Retired wrestler Ron Fuller echoed that on Twitter.
“Came to Florida in 1970, green as grass. He talked & walked me through matches & literally carried me into main events in the next 3 years,” he tweeted about Mr. Schwartz upon learning of his death. “He was, in my opinion, the best referee I ever shared a ring with.”
Mr. Schwartz refereed most of the promotion’s marquee matches and, as Tampa became a national hub for professional wrestling, he went from an in-ring afterthought to star.
“He was in the midst of that perfect era of CWF when it was so hot, you were hot by association,” said Simon. “His shock of wavy hair and physique didn’t hurt either.”
Added Rose, “He had movie star good looks. Women loved him.”
But friends say Mr. Schwartz only had eyes for his wife, Bonnie Watson Schwartz, who was a professional wrestler when they met in the mid 1950s at the restaurant where he tended bar.
“He’d say the most beautiful blonde walked in and he had to marry her,” said Dotty Curtis, whose late husband Don Curtis was a wrestler and promoter. “They clicked. When you said Bonnie, you said Stu, and when you said Stu, you said Bonnie. They were always together.”
News archives say the late Watson Schwartz helped get Mr. Schwartz into the wrestling industry. He trained as wrestler but chose to be a referee.
“He preferred to be in the shadow,” Curtis said. “And he worked to stay there because that is what a good referee is supposed to do.”
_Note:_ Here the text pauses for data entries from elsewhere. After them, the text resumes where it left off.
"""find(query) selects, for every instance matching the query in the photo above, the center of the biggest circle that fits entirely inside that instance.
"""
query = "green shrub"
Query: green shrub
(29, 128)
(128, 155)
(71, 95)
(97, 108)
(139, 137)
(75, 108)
Still, she said with a laugh, Mr. Schwartz was too good looking to not notice. “His hair was never out of place.”
Curtis recalled attending a wrestling fan convention with Mr. Schwartz a decade or so ago.
“We walked into the banquet hall and people start screaming, ‘It’s Stu Schwartz,’” she said. “He couldn’t believe people still remembered him. But of course they did. My husband, Don, would say that Stu was the best at what he did. Fans agreed.”
Born: Nov. 23, 1930
Died: Sept. 18, 2021
His family could not be reached for information on a service.